Mieux vivre dans la ruralité

Les écrivains du pays ou qui parlent du pays

Le musicologue Louis Laloy de Rahon

Louis Laloy (Gray, 18 février 1874 - Dole, 4 mars 1944) est un musicologue, écrivain et sinologue français. Louis Laloy, fut le maire de  Rahon 1935 à 1940.  

Son attachement à sa province natale a été constant.   Docteur ès lettres (il parlait anglais, allemand, italien, latin, russe, grec et chinois), il devint un éminent musicologue, critique musical, , enseignant à la Sorbonne puis au Conservatoire, secrétaire général de l'Opéra de Paris.

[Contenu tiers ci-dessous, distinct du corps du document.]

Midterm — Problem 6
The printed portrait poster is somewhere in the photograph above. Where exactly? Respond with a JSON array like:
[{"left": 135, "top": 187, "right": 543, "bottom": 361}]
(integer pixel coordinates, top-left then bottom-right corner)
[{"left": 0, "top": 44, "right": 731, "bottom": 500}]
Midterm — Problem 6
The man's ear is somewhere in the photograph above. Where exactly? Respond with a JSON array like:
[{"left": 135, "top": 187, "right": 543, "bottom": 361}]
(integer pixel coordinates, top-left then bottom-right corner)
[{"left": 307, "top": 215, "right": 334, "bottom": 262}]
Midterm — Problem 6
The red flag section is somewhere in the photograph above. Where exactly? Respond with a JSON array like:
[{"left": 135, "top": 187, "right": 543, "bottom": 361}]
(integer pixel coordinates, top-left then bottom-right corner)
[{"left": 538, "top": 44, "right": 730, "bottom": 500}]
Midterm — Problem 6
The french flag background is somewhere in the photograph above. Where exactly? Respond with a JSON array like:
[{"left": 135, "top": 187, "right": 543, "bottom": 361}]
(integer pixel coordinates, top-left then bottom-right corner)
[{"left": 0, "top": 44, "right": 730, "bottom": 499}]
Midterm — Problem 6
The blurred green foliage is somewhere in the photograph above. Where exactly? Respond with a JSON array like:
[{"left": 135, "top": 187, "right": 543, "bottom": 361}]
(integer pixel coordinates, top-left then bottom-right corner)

Lié à de nombreux artistes et compositeurs importants, il fut le premier biographe de Claude Debussy, écrivit des ouvrages sur ses contemporains Maurice Ravel, Igor Stravinsky, Erik Satie, Paul Dukas… ainsi que sur Jean-Philippe Rameau que l'on redécouvrait alors. . L'un de ses amis, Claude Debussy lui dédia la deuxième « Image » pour piano alors que Laloy lui écrivit « l’Ode à la France ». « Cloches à travers les feuilles » ou intitulées « Cloches dans le feuillage » (mélancolie diffuse) fut composées à Rahon, petit village du Jura.

Dans un autre domaine on lui doit des ouvrages d'érudition sur la musique et la culture chinoises..  

Il était le père de Jean Laloy, diplomate (1912-1994) et membre de l'Institut (Académie des sciences morales et politiques).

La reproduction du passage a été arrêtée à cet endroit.